Hassan N. Gardezi. Understanding Pakistan: The Colonial Factor in Societal Development. Lahore: Maktaba Fikro-Danish (1991). Pages 162. Price: Rs 99.00.
DOI:
https://doi.org/10.30541/v30i2pp.207-212Abstract
After almost forty-four years of existence as a sovereign nation, Pakistan still remains an underdeveloped country. This underdevelopment and poverty is not the original state, that is, it is not entirely inherent in the original social and economic structures or cultural traditions of Pakistan; rather this socio-economic retardation of Pakistan is due mainly to the integration of Pakistan's society and economy in the world capitalist system.

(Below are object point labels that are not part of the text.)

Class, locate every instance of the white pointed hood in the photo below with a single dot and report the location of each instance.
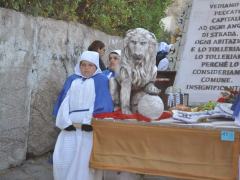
(90, 56)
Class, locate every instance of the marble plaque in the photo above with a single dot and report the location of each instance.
(210, 59)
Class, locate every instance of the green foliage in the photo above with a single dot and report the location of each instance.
(111, 16)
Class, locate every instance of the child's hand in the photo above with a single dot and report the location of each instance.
(70, 128)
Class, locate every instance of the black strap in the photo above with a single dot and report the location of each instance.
(70, 128)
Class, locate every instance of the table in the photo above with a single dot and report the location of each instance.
(166, 149)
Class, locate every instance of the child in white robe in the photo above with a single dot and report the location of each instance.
(85, 93)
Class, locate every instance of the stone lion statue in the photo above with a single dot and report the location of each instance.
(137, 71)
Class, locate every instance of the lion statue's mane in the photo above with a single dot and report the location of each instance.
(145, 71)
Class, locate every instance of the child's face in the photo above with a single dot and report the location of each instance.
(87, 68)
(101, 51)
(113, 61)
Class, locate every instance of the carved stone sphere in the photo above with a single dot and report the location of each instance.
(151, 106)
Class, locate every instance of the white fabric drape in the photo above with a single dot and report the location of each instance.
(73, 148)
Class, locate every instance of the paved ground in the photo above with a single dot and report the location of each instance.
(41, 169)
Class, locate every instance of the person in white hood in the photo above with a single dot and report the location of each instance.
(84, 94)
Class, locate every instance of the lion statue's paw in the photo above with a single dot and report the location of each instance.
(152, 89)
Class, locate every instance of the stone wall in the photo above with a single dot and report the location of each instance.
(36, 56)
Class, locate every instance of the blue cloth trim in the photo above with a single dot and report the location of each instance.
(103, 101)
(80, 110)
(108, 71)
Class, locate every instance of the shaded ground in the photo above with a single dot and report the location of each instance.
(40, 169)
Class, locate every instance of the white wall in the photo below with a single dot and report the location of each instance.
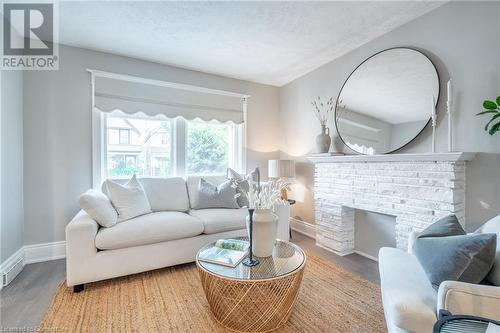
(463, 41)
(11, 209)
(57, 127)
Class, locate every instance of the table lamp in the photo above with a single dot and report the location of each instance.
(281, 169)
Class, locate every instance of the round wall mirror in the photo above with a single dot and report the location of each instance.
(387, 101)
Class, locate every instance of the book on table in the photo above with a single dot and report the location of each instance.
(226, 252)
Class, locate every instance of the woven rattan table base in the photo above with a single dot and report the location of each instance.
(251, 305)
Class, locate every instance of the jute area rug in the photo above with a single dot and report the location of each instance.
(172, 300)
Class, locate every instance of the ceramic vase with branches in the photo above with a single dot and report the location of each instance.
(322, 112)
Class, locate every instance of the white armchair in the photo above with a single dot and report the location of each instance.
(471, 299)
(410, 303)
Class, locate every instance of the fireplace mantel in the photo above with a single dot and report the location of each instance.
(417, 189)
(420, 157)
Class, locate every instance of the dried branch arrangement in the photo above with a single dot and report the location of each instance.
(321, 111)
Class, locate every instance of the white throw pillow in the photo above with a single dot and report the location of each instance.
(129, 200)
(99, 208)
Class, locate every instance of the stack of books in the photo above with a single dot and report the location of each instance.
(226, 252)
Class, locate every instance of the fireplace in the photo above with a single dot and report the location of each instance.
(417, 189)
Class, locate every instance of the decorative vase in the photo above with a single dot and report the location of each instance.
(323, 140)
(265, 225)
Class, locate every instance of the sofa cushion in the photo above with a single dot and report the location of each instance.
(217, 220)
(166, 194)
(211, 196)
(408, 297)
(129, 200)
(493, 226)
(148, 229)
(99, 208)
(193, 186)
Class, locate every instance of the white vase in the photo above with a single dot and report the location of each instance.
(264, 227)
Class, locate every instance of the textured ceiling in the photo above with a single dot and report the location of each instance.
(266, 42)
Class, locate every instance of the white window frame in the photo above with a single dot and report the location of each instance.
(178, 152)
(179, 139)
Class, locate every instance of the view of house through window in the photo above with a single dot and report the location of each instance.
(208, 147)
(148, 146)
(140, 146)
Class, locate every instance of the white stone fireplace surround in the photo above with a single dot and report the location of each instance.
(415, 188)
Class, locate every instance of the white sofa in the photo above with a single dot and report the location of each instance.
(412, 305)
(172, 234)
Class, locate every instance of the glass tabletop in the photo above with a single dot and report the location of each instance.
(286, 258)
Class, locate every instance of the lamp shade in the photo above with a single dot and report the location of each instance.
(281, 168)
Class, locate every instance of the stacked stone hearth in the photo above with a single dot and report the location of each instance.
(417, 189)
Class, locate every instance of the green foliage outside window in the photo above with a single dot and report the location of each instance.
(208, 146)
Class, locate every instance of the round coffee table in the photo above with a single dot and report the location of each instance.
(254, 299)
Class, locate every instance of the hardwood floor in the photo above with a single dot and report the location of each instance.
(24, 301)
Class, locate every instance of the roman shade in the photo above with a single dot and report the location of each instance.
(133, 95)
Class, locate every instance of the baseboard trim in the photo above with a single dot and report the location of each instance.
(9, 264)
(30, 254)
(303, 227)
(44, 252)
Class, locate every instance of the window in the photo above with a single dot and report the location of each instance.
(208, 147)
(159, 147)
(124, 136)
(133, 146)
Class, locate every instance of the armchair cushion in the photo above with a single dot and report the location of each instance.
(471, 299)
(447, 253)
(409, 300)
(493, 226)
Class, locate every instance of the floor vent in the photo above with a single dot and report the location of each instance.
(12, 272)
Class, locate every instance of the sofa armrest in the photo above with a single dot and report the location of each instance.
(462, 298)
(80, 244)
(411, 241)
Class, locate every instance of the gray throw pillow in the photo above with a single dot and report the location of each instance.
(446, 252)
(211, 196)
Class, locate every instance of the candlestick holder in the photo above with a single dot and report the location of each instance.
(250, 260)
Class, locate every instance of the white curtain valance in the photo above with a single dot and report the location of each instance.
(130, 97)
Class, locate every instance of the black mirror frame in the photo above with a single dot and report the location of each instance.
(347, 79)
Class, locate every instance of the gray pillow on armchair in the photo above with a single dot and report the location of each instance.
(446, 252)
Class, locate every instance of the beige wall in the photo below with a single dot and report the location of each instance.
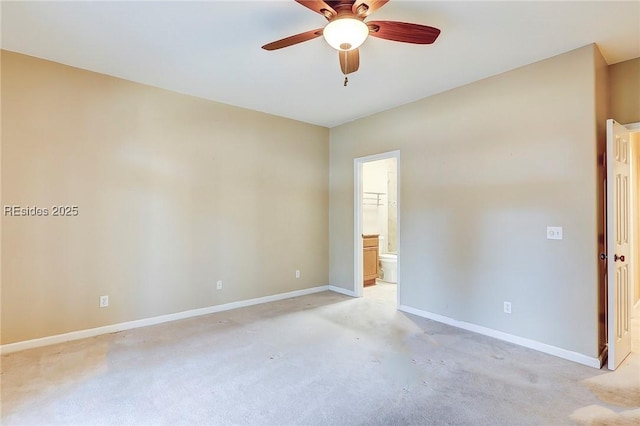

This integration of a weak and stagnant semi-feudal society with the industrially advanced capitalist societies has gradually resulted in an unequal relationship and an international division of labour, which binds Pakistan as a 'periphery' to the highly developed and industrialized metropolitan 'centres' of capitalism, and in which resources tend to flow from the former to the latter. Hassan N. Gardezi advances this radical hypothesis by characterizing Pakistan's socio-economic formation as 'peripheral' capitalism which is internally ruled by a tiny, but powerful, minority of feudal, capitalist, bureaucratic, and military elites. These ruling elites, says Gardezi, are externally dependent on and subservient to the highly industrialized capitalist countries; and the colonial factor has determined the contours and character of Pakistan's socio-economic system.